At other times, we hove to. It's so easily done. And Wanderer III does it so well, in storms, in bad weather, and off tricky landfalls. An underrated element of seamanship, hoving to is vital when sailing requires vigilance, alertness, and good judgment rather than dependence upon electronics.

Surely this wasn't a remote pass in a banana republic. This was Nouvelle-Calédonie, Europe in the Pacific; this was France. In 1961, the Hiscocks had made it through here on Wanderer III at night.

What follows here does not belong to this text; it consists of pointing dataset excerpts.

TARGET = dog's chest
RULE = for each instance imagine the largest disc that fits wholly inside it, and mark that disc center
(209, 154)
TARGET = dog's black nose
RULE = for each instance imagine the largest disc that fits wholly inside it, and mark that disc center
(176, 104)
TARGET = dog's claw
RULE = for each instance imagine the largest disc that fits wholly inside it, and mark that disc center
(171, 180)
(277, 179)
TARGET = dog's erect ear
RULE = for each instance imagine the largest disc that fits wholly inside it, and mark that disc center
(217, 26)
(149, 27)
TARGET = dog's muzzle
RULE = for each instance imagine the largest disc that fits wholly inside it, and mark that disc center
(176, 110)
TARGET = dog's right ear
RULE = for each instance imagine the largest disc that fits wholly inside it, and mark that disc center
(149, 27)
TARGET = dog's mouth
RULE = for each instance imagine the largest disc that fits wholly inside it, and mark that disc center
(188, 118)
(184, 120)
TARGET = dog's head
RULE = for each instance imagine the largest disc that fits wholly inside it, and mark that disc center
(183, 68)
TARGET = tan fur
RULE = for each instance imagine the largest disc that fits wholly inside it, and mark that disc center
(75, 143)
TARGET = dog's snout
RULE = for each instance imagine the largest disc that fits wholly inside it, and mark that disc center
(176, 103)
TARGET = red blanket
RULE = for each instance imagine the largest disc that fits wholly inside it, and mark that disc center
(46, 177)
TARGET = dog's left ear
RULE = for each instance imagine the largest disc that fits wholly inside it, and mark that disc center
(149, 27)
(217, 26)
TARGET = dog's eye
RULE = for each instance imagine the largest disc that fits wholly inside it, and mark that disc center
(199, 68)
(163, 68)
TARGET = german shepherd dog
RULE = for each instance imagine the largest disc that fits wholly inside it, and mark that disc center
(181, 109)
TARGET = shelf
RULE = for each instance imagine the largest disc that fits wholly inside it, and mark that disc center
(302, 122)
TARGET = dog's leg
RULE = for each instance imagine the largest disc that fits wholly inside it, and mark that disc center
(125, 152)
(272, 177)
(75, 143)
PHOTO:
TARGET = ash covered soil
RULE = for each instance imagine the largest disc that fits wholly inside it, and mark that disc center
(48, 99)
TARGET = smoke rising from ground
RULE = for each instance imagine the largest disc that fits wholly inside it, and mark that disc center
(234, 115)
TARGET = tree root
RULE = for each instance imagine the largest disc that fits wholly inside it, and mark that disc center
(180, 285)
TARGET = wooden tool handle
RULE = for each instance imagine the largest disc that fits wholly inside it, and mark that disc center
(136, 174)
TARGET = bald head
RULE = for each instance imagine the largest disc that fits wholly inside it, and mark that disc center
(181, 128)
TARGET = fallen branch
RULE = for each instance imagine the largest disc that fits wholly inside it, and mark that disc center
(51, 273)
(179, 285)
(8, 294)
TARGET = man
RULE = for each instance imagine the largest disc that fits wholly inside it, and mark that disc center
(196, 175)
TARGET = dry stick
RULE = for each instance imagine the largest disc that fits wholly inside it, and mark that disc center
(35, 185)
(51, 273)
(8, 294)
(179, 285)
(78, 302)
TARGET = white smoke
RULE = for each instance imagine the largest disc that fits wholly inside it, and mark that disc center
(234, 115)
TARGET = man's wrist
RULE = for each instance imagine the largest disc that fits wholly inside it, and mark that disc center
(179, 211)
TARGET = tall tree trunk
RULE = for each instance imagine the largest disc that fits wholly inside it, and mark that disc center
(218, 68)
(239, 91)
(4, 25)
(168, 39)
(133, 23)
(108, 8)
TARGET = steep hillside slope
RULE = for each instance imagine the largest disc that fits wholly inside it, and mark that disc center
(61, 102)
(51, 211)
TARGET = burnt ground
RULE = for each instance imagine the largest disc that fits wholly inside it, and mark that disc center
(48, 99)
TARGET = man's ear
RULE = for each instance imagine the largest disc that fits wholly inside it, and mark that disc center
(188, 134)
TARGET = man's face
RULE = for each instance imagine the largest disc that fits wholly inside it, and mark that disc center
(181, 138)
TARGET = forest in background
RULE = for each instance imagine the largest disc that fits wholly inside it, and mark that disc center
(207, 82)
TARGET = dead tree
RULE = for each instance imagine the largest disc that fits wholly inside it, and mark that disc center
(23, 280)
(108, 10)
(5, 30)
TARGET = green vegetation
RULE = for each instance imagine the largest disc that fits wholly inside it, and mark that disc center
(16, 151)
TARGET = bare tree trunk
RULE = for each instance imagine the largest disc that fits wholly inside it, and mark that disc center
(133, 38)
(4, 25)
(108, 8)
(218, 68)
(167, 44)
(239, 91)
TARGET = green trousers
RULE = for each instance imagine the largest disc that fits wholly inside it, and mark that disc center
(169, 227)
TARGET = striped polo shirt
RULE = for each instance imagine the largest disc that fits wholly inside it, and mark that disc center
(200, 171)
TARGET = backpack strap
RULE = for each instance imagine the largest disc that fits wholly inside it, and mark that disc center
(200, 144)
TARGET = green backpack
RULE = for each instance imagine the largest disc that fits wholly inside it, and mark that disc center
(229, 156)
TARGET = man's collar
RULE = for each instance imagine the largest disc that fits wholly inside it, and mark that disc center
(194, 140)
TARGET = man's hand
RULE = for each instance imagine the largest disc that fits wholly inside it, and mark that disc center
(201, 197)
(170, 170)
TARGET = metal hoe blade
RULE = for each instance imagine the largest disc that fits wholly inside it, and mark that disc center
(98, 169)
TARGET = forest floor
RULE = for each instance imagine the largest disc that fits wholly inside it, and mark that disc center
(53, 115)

But we weren't the Hiscocks. And on that night, something went critically astray in my mind and my focus. The pelagic harmony I once knew, now two years unmaintained, had gone. After having given Wanderer III a new skeleton, she was definitely in better sea shape at the age of 50 than I was. I lacked the mental agility of the sailor that I'd been. As in a game of roulette, my vision had rotated round the dark plate of ocean and got stuck in one section: the white light. And I no longer took other things I saw into account.

With my hand on the tiller, we carried on toward the invisible cut through the reef. Whatever current there was, it was easily countered so that we could repeatedly line up the lights. The sails pulled well. We slipped through the outside barrier with no visible signs of breakers, but we believed we'd heard them a wee time back. But how far away were they?

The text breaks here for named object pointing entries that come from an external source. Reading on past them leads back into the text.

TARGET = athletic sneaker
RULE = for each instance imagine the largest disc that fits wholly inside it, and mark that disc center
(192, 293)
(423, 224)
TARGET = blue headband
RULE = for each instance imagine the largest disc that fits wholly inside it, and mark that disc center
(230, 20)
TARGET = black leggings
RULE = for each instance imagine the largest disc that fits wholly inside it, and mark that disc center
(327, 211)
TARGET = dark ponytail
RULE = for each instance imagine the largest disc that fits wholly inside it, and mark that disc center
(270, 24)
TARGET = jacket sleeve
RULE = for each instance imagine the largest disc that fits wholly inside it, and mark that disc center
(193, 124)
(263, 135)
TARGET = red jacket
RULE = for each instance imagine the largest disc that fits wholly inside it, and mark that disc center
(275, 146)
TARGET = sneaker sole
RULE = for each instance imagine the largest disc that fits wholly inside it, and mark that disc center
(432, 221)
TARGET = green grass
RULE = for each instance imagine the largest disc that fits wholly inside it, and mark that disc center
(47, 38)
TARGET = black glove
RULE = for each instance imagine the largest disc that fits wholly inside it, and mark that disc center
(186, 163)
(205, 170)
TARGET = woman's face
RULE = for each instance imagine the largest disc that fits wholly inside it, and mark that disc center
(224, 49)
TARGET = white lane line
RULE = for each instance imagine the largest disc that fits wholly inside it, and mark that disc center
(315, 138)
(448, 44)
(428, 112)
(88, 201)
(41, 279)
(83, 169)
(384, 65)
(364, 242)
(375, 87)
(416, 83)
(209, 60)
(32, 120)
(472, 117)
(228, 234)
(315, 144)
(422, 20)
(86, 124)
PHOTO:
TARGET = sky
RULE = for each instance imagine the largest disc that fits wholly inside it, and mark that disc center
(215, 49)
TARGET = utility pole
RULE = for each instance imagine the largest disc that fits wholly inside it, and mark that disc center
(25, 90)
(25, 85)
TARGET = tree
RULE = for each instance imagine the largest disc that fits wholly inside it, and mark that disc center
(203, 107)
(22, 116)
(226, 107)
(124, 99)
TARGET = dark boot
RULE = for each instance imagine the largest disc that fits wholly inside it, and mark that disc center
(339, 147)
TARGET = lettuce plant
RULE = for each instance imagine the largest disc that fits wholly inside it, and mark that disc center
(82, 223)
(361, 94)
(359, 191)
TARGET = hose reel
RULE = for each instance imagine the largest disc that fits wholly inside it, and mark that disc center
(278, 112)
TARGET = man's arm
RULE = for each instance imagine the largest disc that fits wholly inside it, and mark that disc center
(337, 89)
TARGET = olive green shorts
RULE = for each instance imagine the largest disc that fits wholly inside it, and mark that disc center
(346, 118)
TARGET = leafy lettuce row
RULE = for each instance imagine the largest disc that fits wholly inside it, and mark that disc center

I saw a green light. When will the white light on Tabou finally come to bear 360 degrees, so we can turn, I wondered. It can't be long. I glanced at the hand-bearing compass on the foredeck, and I was about to say "Now" to Kicki-and then we hit. Something. Something real hard. Whatever it was, I kept waiting to sail over it. But we didn't. I felt a dreamlike denial. Pull down the sails! Your hands immediately do the right things, but your mind is locked in disbelief. Yet the pounding that sent shockwaves into our bone marrow was real, the walls of spray shooting across the deck and down the companionway were real, the surrealistic heel was all too real.

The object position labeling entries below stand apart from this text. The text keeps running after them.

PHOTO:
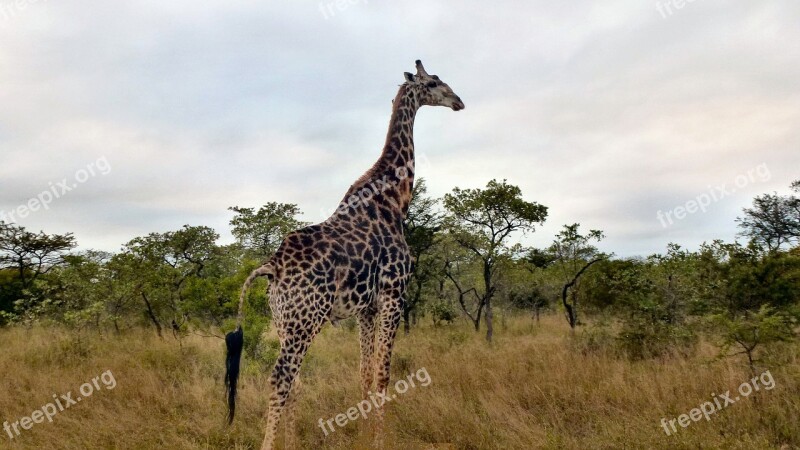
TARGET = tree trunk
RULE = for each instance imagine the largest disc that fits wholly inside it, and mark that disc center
(152, 315)
(489, 314)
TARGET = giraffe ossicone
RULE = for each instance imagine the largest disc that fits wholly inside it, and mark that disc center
(355, 263)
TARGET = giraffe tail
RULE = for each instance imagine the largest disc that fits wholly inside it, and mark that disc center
(234, 341)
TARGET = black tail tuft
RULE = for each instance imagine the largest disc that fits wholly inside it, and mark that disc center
(234, 341)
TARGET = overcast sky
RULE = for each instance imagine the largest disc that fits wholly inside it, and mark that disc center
(161, 114)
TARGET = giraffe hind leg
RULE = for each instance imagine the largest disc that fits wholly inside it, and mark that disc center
(285, 372)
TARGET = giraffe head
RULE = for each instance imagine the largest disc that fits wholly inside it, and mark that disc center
(432, 90)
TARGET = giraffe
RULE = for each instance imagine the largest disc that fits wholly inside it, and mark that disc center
(355, 263)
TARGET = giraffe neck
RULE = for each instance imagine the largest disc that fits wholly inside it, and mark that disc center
(391, 178)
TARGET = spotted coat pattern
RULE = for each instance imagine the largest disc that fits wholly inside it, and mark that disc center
(355, 263)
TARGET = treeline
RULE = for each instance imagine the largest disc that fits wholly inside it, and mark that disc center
(468, 265)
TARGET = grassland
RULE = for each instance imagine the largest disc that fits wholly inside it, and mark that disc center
(535, 387)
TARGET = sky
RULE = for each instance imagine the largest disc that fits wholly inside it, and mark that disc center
(655, 122)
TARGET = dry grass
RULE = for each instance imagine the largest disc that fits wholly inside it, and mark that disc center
(531, 389)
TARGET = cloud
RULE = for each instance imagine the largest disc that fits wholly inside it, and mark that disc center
(606, 113)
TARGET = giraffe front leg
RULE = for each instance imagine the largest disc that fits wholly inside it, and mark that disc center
(366, 325)
(290, 427)
(388, 321)
(284, 374)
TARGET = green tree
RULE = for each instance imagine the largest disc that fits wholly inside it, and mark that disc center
(421, 228)
(773, 221)
(25, 257)
(261, 232)
(574, 255)
(481, 221)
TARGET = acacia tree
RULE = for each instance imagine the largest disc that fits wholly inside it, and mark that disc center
(24, 258)
(261, 232)
(481, 221)
(773, 221)
(421, 228)
(164, 265)
(574, 255)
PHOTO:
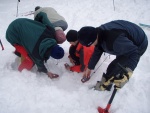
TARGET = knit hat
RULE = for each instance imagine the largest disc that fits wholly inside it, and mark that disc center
(37, 7)
(87, 35)
(57, 52)
(72, 36)
(60, 35)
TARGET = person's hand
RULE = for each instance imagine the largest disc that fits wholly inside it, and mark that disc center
(26, 63)
(71, 60)
(67, 66)
(86, 75)
(121, 81)
(51, 75)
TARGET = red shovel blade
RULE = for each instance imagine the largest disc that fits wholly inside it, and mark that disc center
(101, 110)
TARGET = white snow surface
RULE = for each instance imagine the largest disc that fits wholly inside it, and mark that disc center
(33, 92)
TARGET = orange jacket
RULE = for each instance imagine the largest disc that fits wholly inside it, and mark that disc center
(84, 53)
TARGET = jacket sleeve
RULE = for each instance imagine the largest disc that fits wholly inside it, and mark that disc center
(40, 65)
(95, 58)
(42, 17)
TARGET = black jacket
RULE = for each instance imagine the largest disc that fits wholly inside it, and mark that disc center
(120, 38)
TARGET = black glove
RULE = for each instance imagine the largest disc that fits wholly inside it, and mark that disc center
(122, 80)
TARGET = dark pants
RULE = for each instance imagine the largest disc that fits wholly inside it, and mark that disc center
(72, 52)
(113, 69)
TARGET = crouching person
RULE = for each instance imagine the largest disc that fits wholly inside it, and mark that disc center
(48, 15)
(34, 43)
(124, 39)
(79, 55)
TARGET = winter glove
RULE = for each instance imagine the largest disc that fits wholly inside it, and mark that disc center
(121, 81)
(107, 84)
(104, 84)
(26, 63)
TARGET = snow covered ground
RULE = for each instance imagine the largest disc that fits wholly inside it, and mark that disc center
(32, 92)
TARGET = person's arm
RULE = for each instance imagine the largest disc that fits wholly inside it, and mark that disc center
(42, 17)
(95, 58)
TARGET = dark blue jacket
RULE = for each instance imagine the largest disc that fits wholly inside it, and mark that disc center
(120, 38)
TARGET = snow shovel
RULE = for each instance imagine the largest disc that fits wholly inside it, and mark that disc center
(101, 110)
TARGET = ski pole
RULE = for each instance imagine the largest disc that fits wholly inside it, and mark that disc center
(1, 45)
(101, 110)
(17, 7)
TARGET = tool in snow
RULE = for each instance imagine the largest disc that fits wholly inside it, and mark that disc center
(1, 45)
(101, 110)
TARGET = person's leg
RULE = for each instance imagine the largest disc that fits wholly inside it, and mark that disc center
(112, 70)
(72, 55)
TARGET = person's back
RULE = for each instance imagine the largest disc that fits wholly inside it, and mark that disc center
(56, 19)
(27, 33)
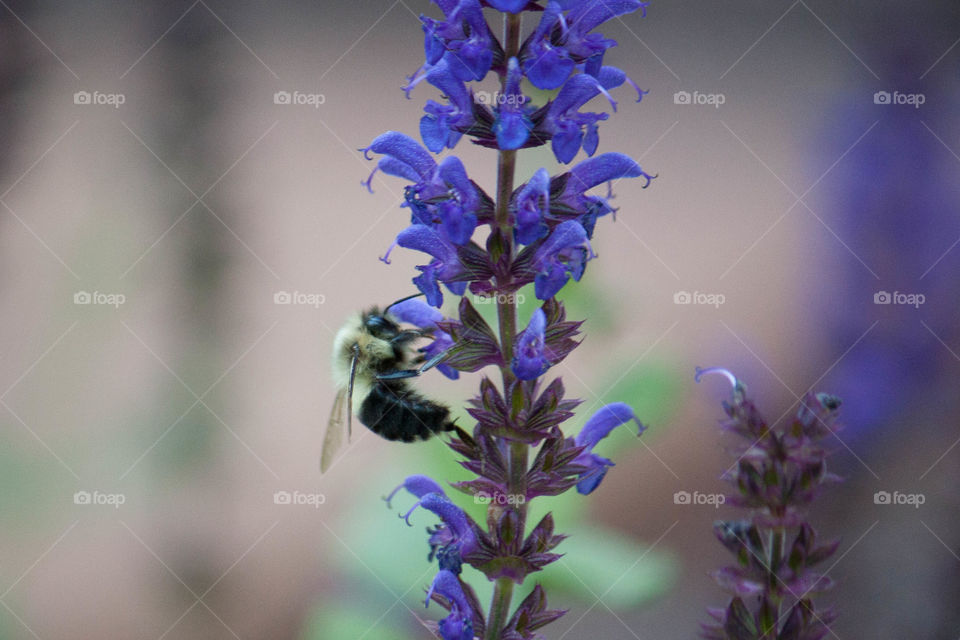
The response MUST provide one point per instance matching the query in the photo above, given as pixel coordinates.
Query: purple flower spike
(530, 205)
(418, 485)
(459, 624)
(529, 359)
(562, 255)
(596, 429)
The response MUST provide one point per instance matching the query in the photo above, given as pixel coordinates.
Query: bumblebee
(373, 361)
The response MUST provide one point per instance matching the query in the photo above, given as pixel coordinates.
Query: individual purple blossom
(598, 427)
(588, 174)
(570, 129)
(417, 485)
(463, 40)
(530, 206)
(459, 624)
(563, 255)
(419, 313)
(559, 43)
(583, 18)
(442, 195)
(443, 125)
(445, 266)
(529, 360)
(455, 536)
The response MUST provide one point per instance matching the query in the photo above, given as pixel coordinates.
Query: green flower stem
(507, 317)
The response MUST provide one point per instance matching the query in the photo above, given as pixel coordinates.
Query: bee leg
(399, 374)
(406, 336)
(432, 362)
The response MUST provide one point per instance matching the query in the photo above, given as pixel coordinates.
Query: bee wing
(342, 412)
(333, 439)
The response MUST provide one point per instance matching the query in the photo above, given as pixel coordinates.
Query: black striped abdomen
(396, 412)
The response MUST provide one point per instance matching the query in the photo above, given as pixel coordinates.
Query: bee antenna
(396, 302)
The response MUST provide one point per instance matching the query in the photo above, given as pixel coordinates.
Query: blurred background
(158, 206)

Every third or fourth swell was bigger and lifted Wanderer III more violently. The hull was crashing and grinding on the reef. I grabbed a light. It lit up coral heads and a shrunken horizon of breaking waves. I needed to do something to shift me back into reality, the good one. I reset a sail, but it didn't help. At last I threw an anchor, then settled into the confusion, the swell, the unforgiving harsh reality around me and searched for a rational lifeline.

Down below, Kicki, braced between the table and settee with the VHF mike in hand, was upset.

"Impossible! They don't stop talking. They just don't listen," she said. We couldn't make contact. I grabbed the binoculars and climbed back outside. The loom of Nouméa was visible 14 miles to the north, and I saw another green light not far off. Amédée's leading lights were still in line, but suddenly close.

I swung the binoculars farther around to that bright white light-and to a much weaker one beside it. It took a while for this to sink in. "Unbelievable," I thought. "Masts! Two yachts anchored behind a reef." We'd clearly sailed too far. Where was the light on Récif Tabou? It was invisible.

Kicki and I cut loose our solid dinghy. I left Kicki and the violently lurching Wanderer III, each thundering thud rattling their bones. I headed off into the dark.

I rowed half a mile over choppy waters and coral toward an anchor light atop a mast. Then I rapped on the hull of a luxury yacht-ridiculous, unexpected knocks to anyone who heard them an hour before midnight at the edge of Nouvelle-Calédonie's barrier reef. Three people came out. Under the flood of the spreader lights, I resembled the seagoing equivalent of the yeti, with some Rasputin and Eric the Red thrown in: a strange, sodden being all hair, ripped wool, and oilskins. Only the despair in my eyes must have convinced them that I was human. I was asked on board Coconut, and there I poured out my story.